La localisation des salles est un enjeu du marché, qui ne peut compter sur la seule population voisine d’un emplacement pour gagner le flux de clients nécessaires. Les salles s’implantent là où les clients font leurs courses ou sur leurs trajets de déplacement. La création de salles tient compte de la forte concentration géographique de l’offre de cinémas et du taux de fréquentation par département. Le marché analyse les effectifs de population concernés, la croissance moyenne de leur consommation et la recette unitaire actuelle. Selon le choix de clientèle et la stratégie du réseau, les cinémas vendront des films porteurs de trafic (blockbusters), d’autres films (programmation étendue) ou des produits annexes (confiserie, jeux, restauration).

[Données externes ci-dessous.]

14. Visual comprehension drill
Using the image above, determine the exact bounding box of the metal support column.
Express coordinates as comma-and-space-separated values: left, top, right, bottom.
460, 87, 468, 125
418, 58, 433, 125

La projection numérique en salle est le nœud de la numérisation définitive de la filière, libérée du support physique du film. Son projecteur s’amortit sur l’économie de la copie et de son transport vers les salles. Hors coûts d’investissement, la diffusion numérique devient compétitive à partir de 35 salles environ et la diffusion par satellite s’impose dès 40 salles. Pour les sorties massives (plus de 500 copies), les coûts de diffusion sont environ dix fois inférieurs à ceux actuels : un nombre élevé de copies avantage la diffusion numérique sur le 35 mm. Tout ceci, lié au versionnage des films, crée des conflits d’intérêt dans le déploiement du numérique : les économies associées à la projection n’apparaîtront que si un nombre suffisant d’exploitants accepte d’investir pour s’équiper.

C’est dans ce contexte qu’il faut lire les agressions d’UGC et de MK2. UGC a conquis l’Espagne, l’Italie, l’Allemagne et rêve du marché européen. Les circuits veulent une refonte du système d’aide français, jusqu’ici fondé sur la redistribution, le soutien à la qualité et à la diversité de création. Ils feront pression sur le législateur pour qu’il libéralise l’exploitation et prive de l’accès aux subventions d’État les salles ou les collectivités territoriales audacieuses par la qualité de leur travail.

Par l’action des usagers et des élus, la mobilisation doit s’organiser pour coordonner la résistance des salles menacées. À Montreuil, fait exceptionnel pour une salle municipale de banlieue attaquée, les plus grands noms du cinéma mondial apportent leur soutien, d’Angelopoulos à Wenders, et la population a répondu présente à l’appel à mobilisation. Bon début, dans un combat où il faudra rendre Coup pour coup [1].

Laura Laufer


Article paru dans Rouge

[1Coup pour coup (1971) est un film que Marin Karmitz, fondateur de MK2, a réalisé alors qu’il militait à la Gauche prolétarienne (maoïste). Le film raconte une grève avec séquestration de patron dans une usine textile.